Mrs. Rabie, aka Memaw, was loved by many and will be missed by all who knew her. She was preceded in death by her husband of 55 years Wyche Taylor Coleman Sr., Siblings: Lula, Lloyd, Bert, Nina, Mather, Mildred, Ruth, Clinton, Virgil (Son), Virginia (Sister), and Raymond. Paula Bundrick Sour, mother of her grandson.

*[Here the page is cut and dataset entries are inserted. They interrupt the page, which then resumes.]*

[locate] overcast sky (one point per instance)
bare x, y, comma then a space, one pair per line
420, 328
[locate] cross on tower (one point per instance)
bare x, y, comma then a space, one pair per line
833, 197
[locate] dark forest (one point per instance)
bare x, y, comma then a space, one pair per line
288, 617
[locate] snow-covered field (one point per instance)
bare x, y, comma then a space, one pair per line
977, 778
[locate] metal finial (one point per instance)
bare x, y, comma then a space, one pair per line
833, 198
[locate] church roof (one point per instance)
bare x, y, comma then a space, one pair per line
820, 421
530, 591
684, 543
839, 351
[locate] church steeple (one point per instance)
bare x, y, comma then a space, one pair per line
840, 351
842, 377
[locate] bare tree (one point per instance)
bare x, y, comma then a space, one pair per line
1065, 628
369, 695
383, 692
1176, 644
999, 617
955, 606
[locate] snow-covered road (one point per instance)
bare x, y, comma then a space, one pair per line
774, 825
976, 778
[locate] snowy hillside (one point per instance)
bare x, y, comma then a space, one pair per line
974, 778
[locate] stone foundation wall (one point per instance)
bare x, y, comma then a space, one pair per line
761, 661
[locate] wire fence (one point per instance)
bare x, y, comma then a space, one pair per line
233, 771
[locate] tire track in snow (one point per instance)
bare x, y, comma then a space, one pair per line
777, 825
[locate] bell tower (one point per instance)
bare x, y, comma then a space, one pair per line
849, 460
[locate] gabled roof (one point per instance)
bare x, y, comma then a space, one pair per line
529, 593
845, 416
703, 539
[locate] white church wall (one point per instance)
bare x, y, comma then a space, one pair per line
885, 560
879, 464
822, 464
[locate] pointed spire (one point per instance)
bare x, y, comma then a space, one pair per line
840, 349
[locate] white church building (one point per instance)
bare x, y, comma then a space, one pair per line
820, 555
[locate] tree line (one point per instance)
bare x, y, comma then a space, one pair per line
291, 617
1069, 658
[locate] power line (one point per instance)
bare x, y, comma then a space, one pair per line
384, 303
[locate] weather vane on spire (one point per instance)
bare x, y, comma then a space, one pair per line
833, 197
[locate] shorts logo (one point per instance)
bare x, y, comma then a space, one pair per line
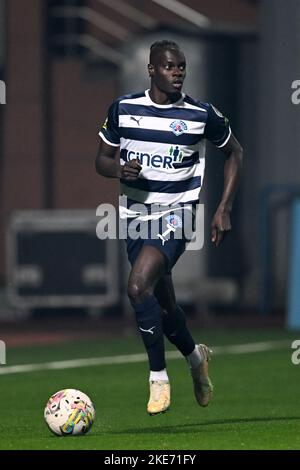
173, 222
104, 126
178, 127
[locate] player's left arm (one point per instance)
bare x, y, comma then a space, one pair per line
232, 171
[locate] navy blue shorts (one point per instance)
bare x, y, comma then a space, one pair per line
169, 233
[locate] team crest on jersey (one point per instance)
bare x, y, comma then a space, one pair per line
178, 127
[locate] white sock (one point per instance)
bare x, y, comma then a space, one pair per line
158, 375
194, 359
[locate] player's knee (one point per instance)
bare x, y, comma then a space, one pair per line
137, 292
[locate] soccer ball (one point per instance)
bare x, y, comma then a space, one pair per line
69, 412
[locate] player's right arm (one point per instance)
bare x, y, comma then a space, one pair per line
107, 160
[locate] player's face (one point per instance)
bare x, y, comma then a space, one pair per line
168, 71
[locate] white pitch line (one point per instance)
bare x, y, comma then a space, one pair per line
133, 358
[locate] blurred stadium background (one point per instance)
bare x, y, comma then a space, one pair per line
62, 63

She is survived by her two sons: Wyche T. Coleman Jr., M.D. and wife Rhonda; Charles Clifton Coleman Sr. and wife Tiki; Grandchildren: Wyche Taylor Coleman III, M.D. and wife Renee’, Kevin Ryan Coleman and wife Kayla, Kelli Meredith Coleman, M.D. and Charles Clifton Coleman Jr.; Great Grandchildren: Wyche Taylor Coleman IV, and Wyatt Thomas Coleman; Sisters-in-Law: Minnie Grace Coleman, and Bertha Shive; Very special Nieces: Sharon Shive Swayze, and Vivian Shive Gooch.
Special thanks to the staff of the Oaks who cared for her and especially to Dr. Bob Martin.
Graveside services will be held at 1 P.M. Monday, April 26, 2021 at Springville Cemetery with Dr. Greg Bell officiating. Services under the direction of Rockett-Nettles Funeral Home, Coushatta, LA. Pallbearers will be Billy Shaw, Lewis Sams, Steve Swayze, Johnny Gooch, Michael Simpson, and Pugh T. (Sonny) Huckabay.
In lieu of flowers, the family requests donations be made to The First United Methodist Church in Coushatta and The Springville Cemetery Association.